O estreito é um ponto estratégico: por ali transita cerca de 20% do petróleo mundial, e seu bloqueio vinha alimentando turbulências na economia global. A abertura, porém, tem caráter temporário — o país condicionou a manutenção da rota ao prazo do cessar‑fogo, que segue até a próxima terça‑feira (21). O acordo entre Teerã e Washington previa cessar hostilidades em todas as frentes como pré‑condição para avanços nas negociações.
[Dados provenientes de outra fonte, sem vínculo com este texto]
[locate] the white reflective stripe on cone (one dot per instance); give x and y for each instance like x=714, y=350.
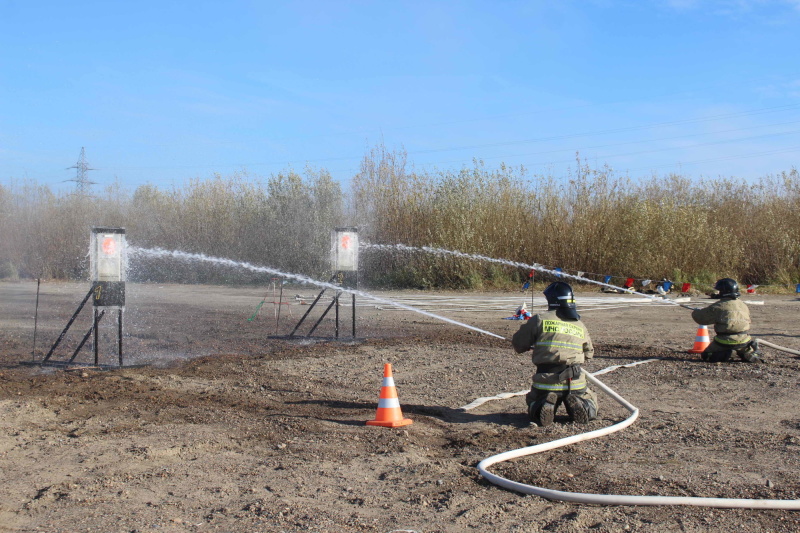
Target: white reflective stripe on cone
x=388, y=403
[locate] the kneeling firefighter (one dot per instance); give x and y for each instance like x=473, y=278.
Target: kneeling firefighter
x=731, y=319
x=560, y=343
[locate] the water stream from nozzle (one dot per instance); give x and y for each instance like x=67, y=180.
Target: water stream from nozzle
x=134, y=251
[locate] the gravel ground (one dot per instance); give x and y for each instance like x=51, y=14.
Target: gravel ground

O cessar‑fogo no Líbano começou a valer na noite anterior, com celebração entre libaneses que tentam retornar às suas cidades depois de 45 dias de guerra e deslocamento estimado em mais de um milhão de pessoas. No Irã, a trégua já estava em curso desde 8 de abril; a retomada das negociações no Paquistão fracassou recentemente e os EUA chegaram a anunciar um bloqueio naval contra portos iranianos — cuja eficácia é contestada.
O movimento iraniano dá alívio imediato às cadeias de abastecimento, mas mantém o ponto de vulnerabilidade: a rota só ficará aberta enquanto vigorar a trégua. A saída de três petroleiros iranianos com cerca de 5 milhões de barris pelo Estreito, registrada por empresas de rastreamento, expõe também dúvidas sobre a efetividade das medidas de pressão naval. Em termos políticos, a medida confere a Teerã uma alavanca em negociações e aponta que a estabilidade do fornecimento energético depende diretamente da sustentação diplomática do acordo.